In the first two matches of the tournament, Sonny and Virgil are out-classed by their Korean opponents Yung Kim and Han Cho. Travis does his best to psych up the team with his brash attitude, going point for point with his Korean counterpart Tung Sung Moon, but gets beaten in a tie-breaker brick-breaking competition. Alex dominates his match with his opponent, Sae Jin Kwon, but takes a devastating axe-kick to his shoulder which dislocates it. Instead of giving up, he implores Tommy to "pop" the shoulder back into place and resumes the fight, ultimately defeating his opponent with one arm and winning the match. Finally, Tommy faces Dae Han. After a slow start, Tommy gets the upper hand and delivers a series of blows that force Dae Han solely on the defensive. As the match nears its end, Tommy has brought the American team within two points of victory, and Dae Han can barely stand. Tommy prepares to finish the fight, but knowing that Dae Han would not survive the attack, his coaches and teammates dissuade him. Tommy hesitates and lets the clock run out, saving the man's life but forfeiting the overall victory. Couzo consoles Tommy afterward, telling him, "You won that match. Don't ever forget that."

At the medal ceremony, Dae Han unexpectedly approaches Tommy and praises him for his honorable act. He tearfully apologizes for the death of Tommy's brother, and in return offers himself as a brother. Tommy accepts, and Dae Han places his medal around Tommy's neck before the two men embrace. Sae Jin Kwon then walks up to Alex and states his long-time admiration for him as a fighter, before also handing over his medal. The other members of Team Korea then follow suit, awarding their medals to their respective American opponents.

==Cast==

- Eric Roberts as Alex Grady
- James Earl Jones as Coach Frank Couzo
- Phillip Rhee as Tommy Lee
- Chris Penn as Travis Brickley
- John Dye as Virgil Keller
- David Agresta as Sonny Grasso
- Tom Everett as Assistant Coach Don Peterson
- Sally Kirkland as Catherine Wade
- John P. Ryan as Jennings
- Louise Fletcher as Mrs. Grady, Alex's Mother
- Edan Gross as Walter Grady, Alex's Son
- Hee Il Cho as Korean Coach
- Simon Rhee as Dae Han Park
- James Lew as Sae Jin Kwon
- Ken Nagayama as Yung Kim
- Ahmad Rashad as Broadcaster
- Kane Hodder as Burt
- Edward Bunker as Stan
- Ho Sik Pak as Han Cho
- Dae Kyu Chang as Tung Sung Moon
- Emilie Hagen as Baby Walter, Alex's Son
- Melanie Kinnaman as The Woman

==Music==
===Soundtrack===

Originally released as a vinyl record album, cassette and CD, re-released on CD in 2004.
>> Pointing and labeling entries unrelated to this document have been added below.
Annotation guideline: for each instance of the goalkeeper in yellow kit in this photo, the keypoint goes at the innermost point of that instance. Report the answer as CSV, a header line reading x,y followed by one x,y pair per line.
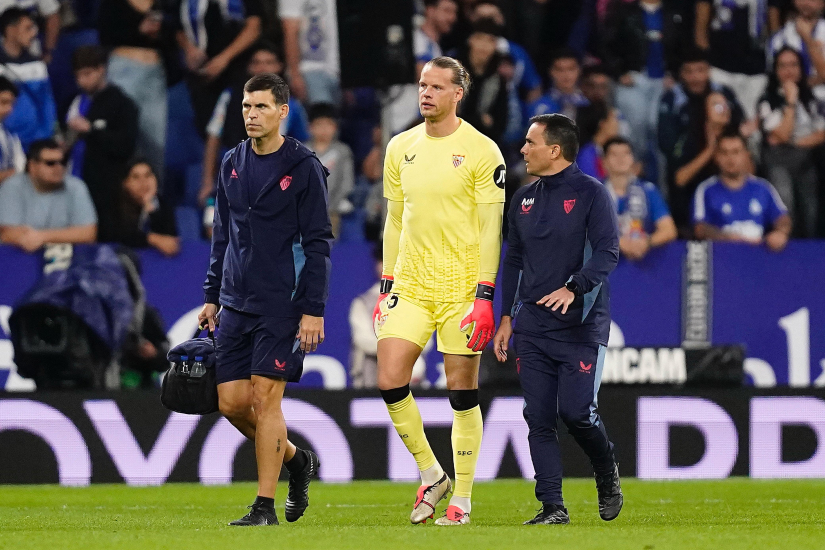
x,y
444,182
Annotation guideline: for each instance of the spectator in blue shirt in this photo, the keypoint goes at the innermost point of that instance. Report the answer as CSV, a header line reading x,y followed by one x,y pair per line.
x,y
34,115
12,157
597,123
564,95
644,219
692,116
736,206
44,204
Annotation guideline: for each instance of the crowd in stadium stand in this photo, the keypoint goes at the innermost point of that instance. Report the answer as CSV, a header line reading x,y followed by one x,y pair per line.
x,y
706,118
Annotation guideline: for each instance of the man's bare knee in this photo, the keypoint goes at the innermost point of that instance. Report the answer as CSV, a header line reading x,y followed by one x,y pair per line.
x,y
267,394
396,358
234,408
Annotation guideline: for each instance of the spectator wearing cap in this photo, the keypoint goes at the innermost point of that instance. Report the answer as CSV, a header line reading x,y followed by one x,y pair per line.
x,y
564,95
794,131
102,127
12,157
644,219
641,43
737,206
733,32
225,132
46,14
692,116
44,204
34,114
336,156
486,106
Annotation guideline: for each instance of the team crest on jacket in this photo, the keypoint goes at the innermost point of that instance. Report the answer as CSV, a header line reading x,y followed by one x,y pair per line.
x,y
527,204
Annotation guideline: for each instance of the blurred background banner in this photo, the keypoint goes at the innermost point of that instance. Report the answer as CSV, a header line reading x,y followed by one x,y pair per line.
x,y
773,307
80,438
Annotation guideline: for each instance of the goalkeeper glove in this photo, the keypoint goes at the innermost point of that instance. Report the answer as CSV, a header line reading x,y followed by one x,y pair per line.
x,y
479,319
379,316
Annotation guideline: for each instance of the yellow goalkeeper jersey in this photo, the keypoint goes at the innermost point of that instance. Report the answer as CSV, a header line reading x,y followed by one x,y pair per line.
x,y
441,181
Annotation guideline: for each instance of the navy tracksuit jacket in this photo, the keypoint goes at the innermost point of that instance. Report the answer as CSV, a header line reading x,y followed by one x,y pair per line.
x,y
562,227
272,235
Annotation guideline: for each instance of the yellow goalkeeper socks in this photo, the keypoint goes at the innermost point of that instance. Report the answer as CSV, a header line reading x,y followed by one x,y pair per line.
x,y
467,431
407,421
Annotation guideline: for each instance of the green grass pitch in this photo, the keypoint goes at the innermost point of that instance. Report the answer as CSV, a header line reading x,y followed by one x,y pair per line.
x,y
730,514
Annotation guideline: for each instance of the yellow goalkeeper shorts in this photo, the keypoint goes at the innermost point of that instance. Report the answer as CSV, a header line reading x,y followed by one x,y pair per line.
x,y
415,321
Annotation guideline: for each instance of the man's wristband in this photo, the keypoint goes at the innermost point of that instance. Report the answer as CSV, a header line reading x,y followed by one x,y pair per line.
x,y
485,291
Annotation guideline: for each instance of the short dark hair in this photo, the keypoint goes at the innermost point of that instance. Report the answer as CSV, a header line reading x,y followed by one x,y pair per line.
x,y
88,57
618,140
562,131
7,85
12,16
695,55
588,118
732,134
271,82
322,110
564,53
39,146
435,3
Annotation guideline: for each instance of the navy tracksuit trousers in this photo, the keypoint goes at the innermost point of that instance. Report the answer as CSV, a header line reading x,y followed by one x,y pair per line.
x,y
561,379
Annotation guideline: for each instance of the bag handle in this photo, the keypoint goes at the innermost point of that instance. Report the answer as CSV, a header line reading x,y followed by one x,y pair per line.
x,y
199,331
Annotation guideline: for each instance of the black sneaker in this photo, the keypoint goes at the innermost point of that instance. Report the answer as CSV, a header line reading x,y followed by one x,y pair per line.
x,y
550,514
258,515
610,494
298,498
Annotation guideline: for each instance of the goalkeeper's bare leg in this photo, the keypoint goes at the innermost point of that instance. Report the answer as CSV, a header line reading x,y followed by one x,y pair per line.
x,y
462,383
396,358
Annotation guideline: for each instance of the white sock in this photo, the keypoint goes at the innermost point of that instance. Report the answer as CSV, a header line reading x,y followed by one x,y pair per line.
x,y
432,474
461,502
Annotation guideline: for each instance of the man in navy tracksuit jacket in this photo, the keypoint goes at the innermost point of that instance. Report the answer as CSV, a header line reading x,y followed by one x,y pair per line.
x,y
269,269
562,245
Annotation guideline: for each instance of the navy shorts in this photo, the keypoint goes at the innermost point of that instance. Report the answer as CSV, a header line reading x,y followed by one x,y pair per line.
x,y
255,344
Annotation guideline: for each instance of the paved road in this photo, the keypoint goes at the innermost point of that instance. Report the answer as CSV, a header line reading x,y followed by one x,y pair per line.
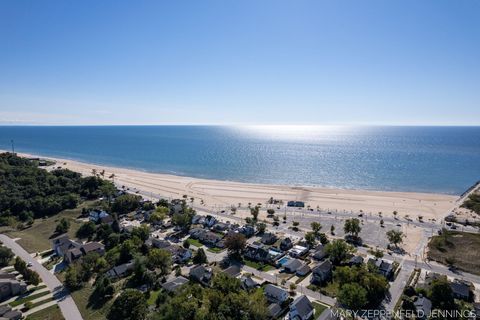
x,y
60,293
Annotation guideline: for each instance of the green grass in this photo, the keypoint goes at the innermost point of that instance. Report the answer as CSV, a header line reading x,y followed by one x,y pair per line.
x,y
89,312
153,297
37,237
50,313
194,242
28,298
319,308
457,248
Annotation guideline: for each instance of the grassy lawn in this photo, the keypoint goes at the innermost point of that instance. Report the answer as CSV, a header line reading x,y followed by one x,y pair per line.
x,y
319,308
153,297
89,311
194,242
50,313
456,248
258,266
28,298
37,237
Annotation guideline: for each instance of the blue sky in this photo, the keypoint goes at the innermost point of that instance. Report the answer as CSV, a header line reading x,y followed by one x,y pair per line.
x,y
240,62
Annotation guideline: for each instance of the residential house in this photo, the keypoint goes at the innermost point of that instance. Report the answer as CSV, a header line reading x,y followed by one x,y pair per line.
x,y
292,265
174,284
319,252
179,254
120,271
257,252
286,244
201,274
301,309
275,294
11,287
423,306
384,268
298,251
96,215
248,283
322,273
269,238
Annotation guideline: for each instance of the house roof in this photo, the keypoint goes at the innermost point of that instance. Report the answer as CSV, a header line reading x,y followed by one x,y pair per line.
x,y
293,264
302,305
174,284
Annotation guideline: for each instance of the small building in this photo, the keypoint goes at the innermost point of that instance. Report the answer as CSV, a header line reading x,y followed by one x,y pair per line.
x,y
275,294
269,238
298,251
292,265
460,290
286,244
201,274
322,273
248,283
301,309
174,284
423,306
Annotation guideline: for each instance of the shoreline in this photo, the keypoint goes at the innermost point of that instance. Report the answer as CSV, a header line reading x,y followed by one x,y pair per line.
x,y
223,194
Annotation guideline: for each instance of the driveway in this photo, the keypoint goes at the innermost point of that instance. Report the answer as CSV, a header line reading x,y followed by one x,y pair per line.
x,y
60,293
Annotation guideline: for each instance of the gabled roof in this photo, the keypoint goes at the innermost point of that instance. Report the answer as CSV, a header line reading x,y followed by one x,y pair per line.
x,y
302,305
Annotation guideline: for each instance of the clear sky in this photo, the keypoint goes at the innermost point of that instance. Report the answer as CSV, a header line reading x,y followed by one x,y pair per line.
x,y
240,62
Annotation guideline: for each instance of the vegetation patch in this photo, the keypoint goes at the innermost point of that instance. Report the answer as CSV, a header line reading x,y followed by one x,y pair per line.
x,y
458,249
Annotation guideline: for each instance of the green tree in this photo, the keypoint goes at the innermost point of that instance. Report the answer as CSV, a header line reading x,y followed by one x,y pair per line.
x,y
352,226
353,296
6,255
62,226
339,251
395,237
200,257
86,230
160,259
130,305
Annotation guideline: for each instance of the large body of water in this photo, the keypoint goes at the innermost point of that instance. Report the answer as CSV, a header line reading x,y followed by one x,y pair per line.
x,y
421,159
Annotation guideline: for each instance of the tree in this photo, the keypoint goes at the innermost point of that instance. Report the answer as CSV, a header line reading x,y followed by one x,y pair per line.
x,y
352,226
161,259
6,255
395,237
316,227
130,305
126,203
200,257
62,226
235,243
72,278
86,230
261,227
352,296
338,250
310,238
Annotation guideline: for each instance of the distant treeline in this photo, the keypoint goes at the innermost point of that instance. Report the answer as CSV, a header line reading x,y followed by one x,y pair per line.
x,y
28,192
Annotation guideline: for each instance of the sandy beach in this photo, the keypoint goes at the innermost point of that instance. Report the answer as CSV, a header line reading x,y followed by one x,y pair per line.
x,y
224,194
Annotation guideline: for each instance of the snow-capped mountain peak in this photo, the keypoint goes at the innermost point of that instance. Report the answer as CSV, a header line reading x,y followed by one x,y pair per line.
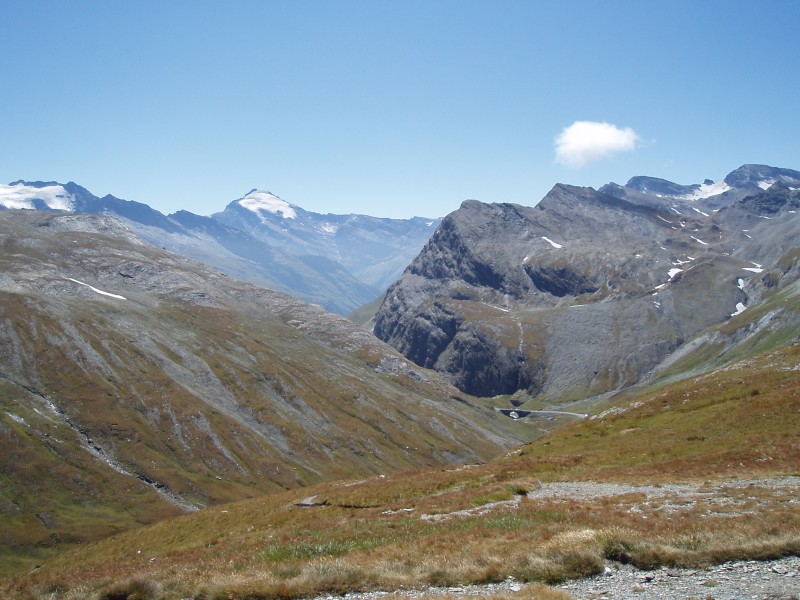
x,y
36,196
707,189
260,201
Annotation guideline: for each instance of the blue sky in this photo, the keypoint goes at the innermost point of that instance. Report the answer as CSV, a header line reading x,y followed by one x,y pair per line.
x,y
391,108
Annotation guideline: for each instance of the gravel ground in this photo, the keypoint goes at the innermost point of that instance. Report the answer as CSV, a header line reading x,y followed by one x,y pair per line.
x,y
779,579
745,580
750,580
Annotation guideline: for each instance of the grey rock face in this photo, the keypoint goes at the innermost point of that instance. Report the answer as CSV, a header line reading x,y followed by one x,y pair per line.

1. Tales of Power – Jim Capaldi (3:32)
2. Best of the Best – Stubblefield & Hall (4:12)
3. American Hotel – Kirsten Nash (4:14)
4. Something so Strong – Jim Capaldi (4:34)
5. The Devil Made Me Do It – Golden Earring (3:18)
6. Radar Love (live) – Golden Earring (4:00)
7. Backroads – Charlie Major (4:03)
8. Original Score Medley – Paul Gilman (4:11)
9. Someday I'm Gonna Ride in a Cadillac – Charlie Major (3:36)

==Reception==
===Critical response===
The film received negative reviews from critics, although it inspired several sequels and has gained a cult following over the years. On Metacritic, the film has a weighted average score of 26 out of 100, based on seven critics, indicating "generally unfavorable" reviews. In his book Iceman: My Fighting Life, UFC champion Chuck Liddell cites Best of the Best as his "personal favorite martial arts film". Movie historian Leonard Maltin, dismissed the picture as "[y]et another Rocky clone" and "[a]n appalling waste of talent...a top-drawer cast in search of a script".

==Franchise==
=== Sequel ===

A sequel titled Best of the Best II was released in 1993.

===Reboot===
Rhee revealed in a 2015 interview with The Action Elite that he was planning on rebooting the franchise with a new cast and that Rhee would produce the new film.

==In popular culture ==
Best of the Best is twice mentioned in the TV series Cobra Kai. First, in the sixth episode of the fourth season by Devon Lee's character, and also in the fifth episode of the sixth season by Johnny Lawrence (during a lesson to his students at Miyagi Do).

It is mentioned in season 2, episode 4 of Eastbound and Down by Danny McBride's character Kenny Powers when he is ridiculing the owner of his minor league Mexican baseball team for not knowing who Eric Roberts is.